Midway Venture v. Luster CA4/1

CourtCalifornia Court of Appeal
DecidedJune 4, 2013
DocketD061269
StatusUnpublished

This text of Midway Venture v. Luster CA4/1 (Midway Venture v. Luster CA4/1) is published on Counsel Stack Legal Research, covering California Court of Appeal primary law. Counsel Stack provides free access to over 12 million legal documents including statutes, case law, regulations, and constitutions.

Bluebook
Midway Venture v. Luster CA4/1, (Cal. Ct. App. 2013).

Opinion

Filed 6/4/13 Midway Venture v. Luster CA4/1 NOT TO BE PUBLISHED IN OFFICIAL REPORTS California Rules of Court, rule 8.1115(a), prohibits courts and parties from citing or relying on opinions not certified for publication or ordered published, except as specified by rule 8.1115(b). This opinion has not been certified for publication or ordered published for purposes of rule 8.1115.

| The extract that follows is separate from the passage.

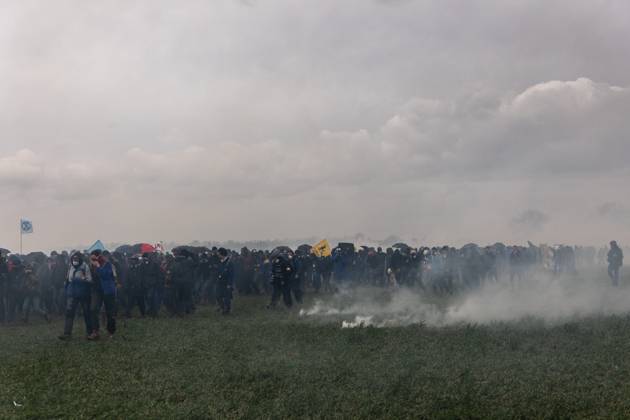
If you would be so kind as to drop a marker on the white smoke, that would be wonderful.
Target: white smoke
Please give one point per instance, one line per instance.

COURT OF APPEAL, FOURTH APPELLATE DISTRICT

DIVISION ONE

STATE OF CALIFORNIA

MIDWAY VENTURE, LLC, D061269

Plaintiff and Appellant,

v. (Super. Ct. No. 37-2010-00101936-CU-MC-CTL) PETER LUSTER et al.,

Defendants and Respondents.

APPEAL from an order of the Superior Court of San Diego County, Lisa Foster,

Judge. Affirmed.

Franceschi Law Corporation and Ernest J. Franceschi, Jr., for Plaintiff and

Appellant.

Law Offices of David Baxter Norris and David B. Norris for Defendant and

Respondent.

Plaintiff Midway Venture, LLC (Midway) appeals an order granting defendant

Peter Luster's motion to disqualify Midway's counsel in its action against him for interference with contractual relations and prospective economic advantage. On appeal,

Midway contends: (1) Luster did not have standing to move to disqualify its counsel; (2)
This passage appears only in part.